Using the mesh with thickness plus backface culling keeps showing differences between renderings too.

Imgur

(Top row is differentiable rendering in both images)

AndresCasado commented 4 years ago

After checking the zbuffer of the first column I learned that the nearest fragments had positive values, while the farthest fragments had negative values.

Imgur

Then I read the blending function, and the z-buffer related calculations seemed strange to me. If I need more weight for the front faces, why does the function give more weight to the back ones?

So I did an experiment, what if I reverse the function so it gives more weight to the front fragments?
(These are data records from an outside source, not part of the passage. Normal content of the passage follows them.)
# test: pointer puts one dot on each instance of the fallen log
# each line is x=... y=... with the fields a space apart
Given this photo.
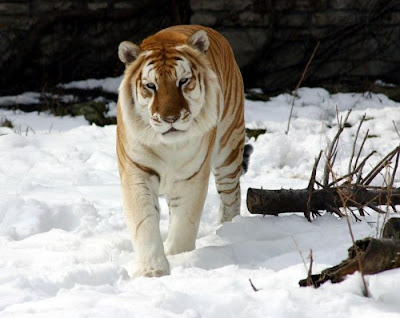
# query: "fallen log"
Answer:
x=372 y=255
x=273 y=202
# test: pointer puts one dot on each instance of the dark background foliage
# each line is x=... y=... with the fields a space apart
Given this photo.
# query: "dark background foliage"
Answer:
x=43 y=43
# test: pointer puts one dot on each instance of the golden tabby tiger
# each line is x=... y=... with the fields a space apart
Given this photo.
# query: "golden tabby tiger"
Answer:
x=180 y=116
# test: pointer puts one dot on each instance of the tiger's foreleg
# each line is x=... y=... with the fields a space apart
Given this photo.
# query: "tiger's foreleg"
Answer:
x=186 y=206
x=227 y=179
x=142 y=213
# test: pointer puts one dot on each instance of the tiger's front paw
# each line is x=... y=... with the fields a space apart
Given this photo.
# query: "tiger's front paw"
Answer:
x=156 y=267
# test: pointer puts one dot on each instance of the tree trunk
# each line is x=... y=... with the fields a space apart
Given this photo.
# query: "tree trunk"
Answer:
x=273 y=202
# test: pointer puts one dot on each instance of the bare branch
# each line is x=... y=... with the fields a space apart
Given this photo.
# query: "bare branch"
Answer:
x=299 y=83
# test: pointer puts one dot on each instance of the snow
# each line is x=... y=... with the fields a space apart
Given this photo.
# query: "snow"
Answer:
x=65 y=250
x=109 y=84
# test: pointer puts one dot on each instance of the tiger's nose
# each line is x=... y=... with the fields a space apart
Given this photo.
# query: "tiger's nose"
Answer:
x=170 y=119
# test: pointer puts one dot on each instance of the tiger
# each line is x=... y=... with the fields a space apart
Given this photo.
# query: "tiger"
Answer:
x=180 y=116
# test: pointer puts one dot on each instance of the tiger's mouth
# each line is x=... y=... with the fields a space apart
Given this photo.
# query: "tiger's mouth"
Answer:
x=172 y=129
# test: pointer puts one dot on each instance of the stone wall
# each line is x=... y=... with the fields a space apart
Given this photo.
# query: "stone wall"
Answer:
x=50 y=41
x=44 y=42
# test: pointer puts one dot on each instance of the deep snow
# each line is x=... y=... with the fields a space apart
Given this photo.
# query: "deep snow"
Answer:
x=65 y=250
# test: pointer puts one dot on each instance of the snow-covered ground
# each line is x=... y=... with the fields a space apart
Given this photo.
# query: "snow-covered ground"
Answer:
x=65 y=249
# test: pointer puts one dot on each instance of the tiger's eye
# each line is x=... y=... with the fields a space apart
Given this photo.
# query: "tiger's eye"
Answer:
x=183 y=81
x=151 y=86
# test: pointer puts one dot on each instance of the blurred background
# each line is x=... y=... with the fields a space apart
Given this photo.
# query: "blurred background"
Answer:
x=46 y=42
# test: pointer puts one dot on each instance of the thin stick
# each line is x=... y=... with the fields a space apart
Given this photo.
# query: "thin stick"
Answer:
x=311 y=186
x=309 y=278
x=351 y=173
x=355 y=143
x=299 y=83
x=378 y=168
x=344 y=201
x=395 y=128
x=332 y=148
x=361 y=148
x=301 y=254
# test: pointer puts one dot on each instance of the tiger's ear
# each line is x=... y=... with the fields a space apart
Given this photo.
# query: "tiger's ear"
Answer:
x=128 y=52
x=199 y=41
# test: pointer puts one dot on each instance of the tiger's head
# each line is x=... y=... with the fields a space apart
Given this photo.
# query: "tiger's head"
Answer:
x=169 y=92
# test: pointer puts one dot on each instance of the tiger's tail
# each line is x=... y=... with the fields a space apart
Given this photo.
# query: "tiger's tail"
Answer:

This is my code:

z_inv = (fragments.zbuf - zfar) / (znear - zfar) * mask
z_inv_max = torch.max(z_inv, dim=-1).values[..., None]
weights_num = prob_map * torch.exp((z_inv - z_inv_max) / blend_params.gamma)

znear and zfar are initialized to the max and min values of the zbuffer

This is the result:

Imgur

Now the first and last columns are the ones that have the correct result!

This reinforces my assumption that the problem is z-buffer related.

I'm going to check if the z-buffer of all the points of view have the same values (high in front, low in back), because I think a possible cause is that the renderer is using world or object z-depth instead of camera z-depth.

AndresCasado commented 4 years ago

After checking the zbuffers I confirmed the problem is that they were in world coordinates instead of view coordinates. This issue was supposedly fixed (see #210 ) in commit f0ba4c5, but said commit does not belong to any branch, and the file currently in master branch does not look like the code modified in that commit ( https://github.com/facebookresearch/pytorch3d/blob/master/pytorch3d/renderer/mesh/renderer.py )

Strangely enough, my local install has a file similar to the renderer.py modified in f0ba4c5. After creating my own version of the MeshRenderer with that fix, and reverting the changes I made to the blending function, the differentiable image looks just like it should.

What steps should be taken now? Should I rename this issue? Close it and reopen #210?

nikhilaravi commented 4 years ago

@AndresCasado thanks for pointing this out. The barycentric clipping and zbuf interpolation has now been moved to the rasterization cuda kernel. There is a setting called clip_barycentric_coordinates in the RasterizationSettings. Have you set this to True? The default is False.

Previously in https://github.com/facebookresearch/pytorch3d/commit/f0ba4c53e58f20ab13db5f4f3a283b5f03b8d8ed we had set barycentric clipping to happen automatically whenever the blur_radius was greater than 0 but now it has to be set manually in the RasterizationSettings.

Let me know if this resolves your issue!

AndresCasado commented 4 years ago

Thanks for the explanation. Now I understand why the code is different. I had an old version installed. I thought I updated it to make sure it wasn't an already solved issue but it seems I messed up somewhere, sorry.

I've just reinstalled PyTorch from master and it works just fine, so issue solved. Thanks again, @nikhilaravi.